Not sure if this is just edgy banter, or if you honestly don't think there is enough of a population of people who still play EQ. There are over 50K people still playing EQ in either live or some variation of it in total at any given time. There is a crowd for this type of game, whatever it is you want to call it. EQ is a product of it's time, but it is enough of an escape still from the trash tier zoomer korean MMOs and gacha game AI slop which dominates the current market. Western MMOs are a dying breed, what there are 2, maybe, Western MMOs still going strong? Shit on the EQ clone games all you want, if a company actually manages to stay afloat and get a chunk of that playerbase it will be a success. I would not bet money on it happening, to many things going against it, but the reason for failure is not because the company is trying to stay true to EQ era forced downtime mechanics.
Yeah, there's a "crowd" for EQ. There's also a crowd for rotary phones and VHS collections. It doesn't mean we should start mass-producing them again and pretend they're the future. Let's not confuse persistence with relevance. And let's not inflate that into some hidden market waiting to be "tapped." It’s the same echo chamber chasing the same high, on repeat, every two years.

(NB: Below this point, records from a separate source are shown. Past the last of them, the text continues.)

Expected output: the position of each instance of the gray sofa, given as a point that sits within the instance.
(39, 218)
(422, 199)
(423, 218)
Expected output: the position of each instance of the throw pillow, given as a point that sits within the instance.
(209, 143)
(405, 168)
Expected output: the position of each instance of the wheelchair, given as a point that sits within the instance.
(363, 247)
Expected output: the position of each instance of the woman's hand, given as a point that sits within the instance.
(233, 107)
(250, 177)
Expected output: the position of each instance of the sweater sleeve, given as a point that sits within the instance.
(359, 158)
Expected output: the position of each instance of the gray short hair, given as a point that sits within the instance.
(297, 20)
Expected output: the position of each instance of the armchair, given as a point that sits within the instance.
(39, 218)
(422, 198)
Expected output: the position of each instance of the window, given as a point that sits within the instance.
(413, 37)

And this whole "Western MMOs died because of zoomer gacha trash" narrative is just cope and fatalism, giving lazy and uninventive devs a pass. They didn't die because people stopped wanting challenge, they died because devs kept mistaking
wasting time for depth. Corpse runs, hour-long commutes, XP debt, etc.? That wasn’t "risk vs reward." That was punishment disguised as design. You can slap "immersion" on it all you want, but it's still just dead air between the parts that are actually fun.
If the design goal is to capture the EQ crowd, sure, you'll probably get your 5-10k subs. But let's not pretend that means the formula works. It just means the genre never moved on, and the same small circle of players won't let it.
At some point, you have to stop mistaking "still existing" for "still relevant."
I'm coming into this game after playing Lost Ark for 3 years. Lost Ark is significantly harder than just about any MMORPG out there. I like the change of pace. Your obsession with mmorpg difficulty is frankly bizarre considering most people who play games aren't good at them and aren't looking to have their dicks smashed in by their lack of mechanical skill, and the fact that you never got anywhere in Lost Ark and resorted to playing the easiest class in the game, but I digress.
The thing about boxing is that I don't see why anyone would try to skirt the rules and play multiple boxes on a no box server when there will be boxing server options. Why risk getting banned when you're allowed to be a complete degen on the server with rules that allow it?
Lost Ark launched with
two support classes, man. Two. So because I didn't want to prance around as a fairy-ass Bard, Paladin was literally the only viable choice. The "you picked the easy class" take is just lazy. I didn't pick it because I was scared of a challenge, I picked it because I wanted to play a support without looking like I belonged in a K-pop boy band.
And the "difficulty flex" thing? Come on. It's mechanical memorization with pretty particle effects. It's rarely about mastering systems or making smart decisions under pressure, it's about remembering when the boss does his 3rd spin before the laser sweep and praying the servers don't lag. Everybody knows it's a raid wipe simulator wrapped in RNG checks and damage uptime spreadsheets. There's a reason Amazon just deleted the AGS Irvine studio and it wasn't because Lost Ark is a smashing success and model of what difficulty in MMOs looks like.
And as for this weird projection about me being "obsessed with difficulty"? Nah, I'm obsessed with games respecting my time. There's a difference. I don't need a game to beat me over the head to feel accomplished, I need it to make my engagement feel earned. If I'm dying, I want it to be because I made a bad decision, not because I got stun-locked by clunky, outdated mechanics or had to corpse-run across three zones just to get back to playing. That's not difficulty. That's disrespect disguised as "depth."
The whole "well, not everyone wants their dick smashed in by difficulty" argument is hilarious too. Yeah, no kidding, but nobody's asking for that. What people
do want is a game that doesn't treat their time like a renewable resource. I've got a life, a job, and a brain. I want meaningful challenge, not masochism dressed up as "hardcore authenticity."
As for boxing? The idea that "people won’t do it if it’s against the rules" is just adorable.
People bot in retail WoW, they'll sure as hell box in M&M. The real question isn't "why would they?" but "why wouldn't they?" when the systems practically reward them for it.